Treatment and Beyond
Researchers are making strides in breast cancer treatment. “There have been advances in identifying which women will most benefit from more aggressive treatment—such as tests that predict the risk of recurrence,” Saslow says. A study published in the March 1, 2009 edition of the International Journal of Radiation Oncology, Biology, and Physics and conducted at the University of Texas M.D. Anderson Cancer Center found that breast cancer patients ages 35 and under face a higher risk of their cancer returning, a discovery that should expand breast cancer studies in that age range. In the area of post-treatment care, Saslow notes “some advances in [breast] reconstruction, as well as studies for preserving fertility.”
For prostate cancer, Brooks explains, the old is new again with cryotherapy, a treatment where a tumor is frozen by probes put into the prostate gland. “Early use of cryotherapy 30 years or so ago had a lot of associated complications, but there have been enhancements of the techniques and improvements in the technology,” Brooks says. Other promising developments: HIFU or high intensity focused ultrasound, which destroys the tumor with sound waves, and robotic surgery, a procedure designed to remove fine human tremors, allowing for less blood loss and, consequently, shorter hospital stays.

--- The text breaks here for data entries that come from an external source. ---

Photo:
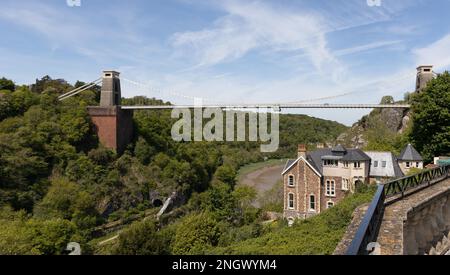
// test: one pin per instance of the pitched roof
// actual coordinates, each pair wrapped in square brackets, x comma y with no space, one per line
[410,153]
[316,158]
[291,163]
[391,169]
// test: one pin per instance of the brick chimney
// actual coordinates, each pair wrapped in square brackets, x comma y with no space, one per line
[302,150]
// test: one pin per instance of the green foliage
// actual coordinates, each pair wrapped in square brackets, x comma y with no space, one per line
[20,235]
[143,238]
[195,234]
[6,84]
[316,236]
[16,103]
[298,129]
[273,200]
[52,166]
[226,174]
[430,132]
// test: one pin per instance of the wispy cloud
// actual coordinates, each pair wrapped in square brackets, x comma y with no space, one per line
[252,26]
[436,54]
[366,47]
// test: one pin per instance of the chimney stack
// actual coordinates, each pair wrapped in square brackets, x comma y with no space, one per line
[302,151]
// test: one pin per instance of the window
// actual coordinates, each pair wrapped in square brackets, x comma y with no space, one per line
[291,180]
[291,201]
[333,163]
[330,204]
[291,221]
[312,203]
[330,188]
[345,184]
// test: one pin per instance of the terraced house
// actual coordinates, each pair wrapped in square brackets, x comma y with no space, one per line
[319,180]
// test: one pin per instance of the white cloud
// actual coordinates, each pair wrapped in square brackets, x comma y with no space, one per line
[256,26]
[366,47]
[437,54]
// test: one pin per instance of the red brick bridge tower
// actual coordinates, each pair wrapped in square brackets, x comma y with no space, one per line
[113,125]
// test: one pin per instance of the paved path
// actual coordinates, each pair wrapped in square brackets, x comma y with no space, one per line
[263,179]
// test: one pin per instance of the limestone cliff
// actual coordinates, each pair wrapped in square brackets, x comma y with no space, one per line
[384,122]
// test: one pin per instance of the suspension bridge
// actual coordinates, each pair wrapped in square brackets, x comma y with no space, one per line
[221,105]
[114,122]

When treating colorectal cancer, surgery is often the main option. However, many people are wary of surgery, though possibly for the wrong reasons. Brooks says, “One of the myths that I continually work to dispel is that many people believe that if they have colorectal cancer diagnosed, and they have to undergo surgery, that they are going to end up with a lifelong problem. That is, their colon will no longer work, and they’ll have to have a bag attached to the outside of their body. Fortunately, that is a very rare occurrence.”
One treatment area in which advances have been lacking is lung cancer. “Survival for people diagnosed with lung cancer (all types and stages combined) is poor, and hasn’t improved much over the last 30 years,” Thun says, adding that the five-year relative survival rate was 12.7% in the mid-1970s and is now 15.7%. “However, there are some encouraging findings,” Thun adds. “Almost half of patients who are diagnosed when their cancer is still localized survive for at least five years.”
For those who favor natural solutions, some strides are being made in treating skin cancer, where, Leffell says, “the trend is toward non-surgical treatment. The hot topic now is photodynamic therapy, where a solution or cream is applied to the skin. It is then activated by light and the free radicals that are generated are thought to kill cancerous and precancerous cells. We use these techniques extensively. ”
Scientists are also looking at natural substances that boost immunity. For example, arabinogalactan, a type of fiber found in the larch tree, has shown an ability to reduce cancer spread, or metastasis, to the liver in laboratory animals.
Skin cancer treatment may be a moot point if people take steps to reduce their risk in the first place. Says Leffell, “No matter how many articles are written, people still resist following a good sun protection program, and still often put off getting worrisome moles checked out. I say people who die from melanoma actually die from denial. My rule: When in doubt, check it out. People often have a sixth sense that something is not right.”
Each of us has our own unique set of cancer risk factors. The best way to formulate a cancer prevention program that best suits your needs is to consult a qualified healthcare professional.